Friday, November 12, 2010

Year in review.

Hello, trip through the wormhole this morning.

It began with organic face wash and toner.  Add to that something the massage therapist said to me on Thursday, "skin is your third lung", and apparently that makes for a mighty flashback cocktail.

Your skin likes to eat organically, too.

When the health meter expires, you either get hit by a bus or diagnosed with cancer. This would be a great place to put a joke about the Los Angeles Police Department's parking ticket fines here, but they are actually less funny than cancer, they're just mean.  Anyway, a year and a half ago, I got the cancer ticket, and the next step was an involuntary one; crisis mode.  Crisis mode sent me to Sephora. Hey, it made sense to me.  In a complete verge-of-breakdown haze, I walked back, all the way back, like, token aisle back, to the organic skin-care products aisle guided by a mental review of my health habits and a really impersonal memo from the universe suggesting that contrary to my entire upbringing's teachings, I was not, in fact, in control of anything, including my body which was just on loan, by the way.



I blogged about the whole experience from skin care aisle to having most of the parts of my hoo-ha surgically removed, twice, in HD, (I'm not kidding) in a private blog on caringbridge.org.  I never really wrote to the rest of the world about it, because I'm part German, and that part needed to engineer and build the getting on with life. Fortunately, the other part, the Polish part, wants to make bad jokes about the whole pierogi now.

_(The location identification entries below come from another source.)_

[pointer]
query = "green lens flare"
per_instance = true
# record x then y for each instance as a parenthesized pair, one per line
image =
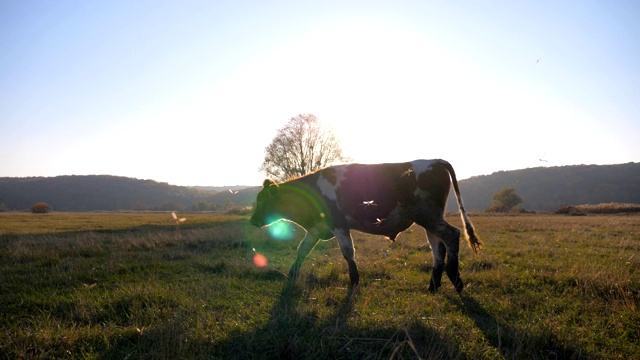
(281, 230)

Two things flashed before me while washing my face this morning; whenever it makes me uncomfortable to wonder if I should write about something, I should definitely write about it.  And then, a moment.  In skin care in the aisle a year ago, almost ready to break down in public (and looking like it) over my new choices of aloe or dandelion and not Bliss Lemon or Philosiphy Cupcake, a cheery woman with chemo hair waltzed up next to me, greeted everyone who made eye contact with her, whisked her products off the shelf I was staring at while telling the sales associate that she was grateful that stores are starting to carry organic skin care products.   Still in the angry why-me and now-I'm-probably-going-to-die stage, which everyone should go through, (key word is through), I watched this woman, so blissful in her diagnosis, completely check my 'tude in the same aisle.  She was happy to have the experience in that "other part" of the store, the place where the products smelled like the salad bar at the health supermarket.  Those products were not lemony-fresh.  They were the lime peel and activated charcoal, and looked like it,  like the worst-dressed at prom, 1970.  Do you know what real lemon peel looks like in a product? Brown.  Not a soothing pale yellow that smells like unicorn glitter!  That trip was a load of poo that cost me $52 for a new skin-care routine.

It wasn't a load of poo.  My attitude was a load of poo. And so is the health and beauty advertising industry.  But that's another post.

There are a million books about how to live through cancer, how to cope, reframe, circle the wagons, reach out, be supported, support.  But what happens after all that, when you're in remission, when you're carrying yourself around like a normal human again, trying not to think about the numbers?  Nobody talks about the now.

So, now. Now can go two ways.  You can be stuck in Badattidudeland, or, live in a place where your intestines fart their versions of sunshine, which is a massively pro-biotic and routined occurrence, eff wye eye.  I now eat salads, and pay attention to omega-3s and 6s and something called Oxygen Radical Absorbance Capacity and eat more fish and nuts and berries and use food as my fuel and medicine.  I do yoga, and meditate, and try to observe Shabbat.  My brain even farts sunshine now, turning thoughts of my diagnosis and remission into ideas that we are all precious, and life is precious, and we should stop and smile more and give thanks more, and enjoy new challenges as opportunites to see the world differently, not as obstacles.   I just threw up a little.  I remind me of the woman in the Sephora aisle, who I wanted to turn to and yell at and then cry on her shoulder. Instead, I dutifully bought my products, walked out and cried on the way home.

There aren't a lot of books on this part of surviving.  And, I know if I'm here, there are a lot of other people here, too, trying to bring these lessons forward to inform the rest of our amazing lives.  We could trade healthy recipes and stories and find a way to joke about catheters and be examples of living normally again. It does go back to normal, if you let it, and the prognosis percentages kind of fade as you get back to life.  Ahh, cancer. It's the whole grain mustard on the bratwurst of life. Except I don't eat processed meats anymore. Dammit! My people, forgive me!

1 comment:

Thank you for sharing your thoughts. Stay positive!